Mari didn’t answer, didn’t look back, and grew even more unsettled by the notion of her own prey watching over her.
—
Tris still waited and watched as Mari left to rejoin the three soldiers. He knew he could not stop her and that she could look after herself. And still he watched, even as she settled on a stool again.
Then he walked to the captain.
“My lord?” Stàsiuo rumbled.
With a slow breath, Tris pulled up a stool to sit where he could face the captain and still see Mari.
Stàsiuo was young for a captain, let alone commander of a border garrison.

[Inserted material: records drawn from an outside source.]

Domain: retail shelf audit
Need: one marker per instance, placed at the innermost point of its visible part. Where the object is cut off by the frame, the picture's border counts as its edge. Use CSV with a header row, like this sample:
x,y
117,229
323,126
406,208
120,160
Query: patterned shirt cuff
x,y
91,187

He was a guarded person from what Tris could guess, yet his men appeared loyal to him, even to expressing preference over the deceased colonel.
Had someone orchestrated this change of leadership? Or was some other purpose the goal of these recent deadly events?
“Stàsiuo,” Tris began slowly. “An unusual family name.”
“My friends call me Stasi. You can call me Captain.”
So this man did not care for nobles . . . or perhaps just the Dead’s Man himself.
Tris ignored the slight, turned the other way, and nodded toward where Mari sat with Farrell, Orlov, and Rafferty.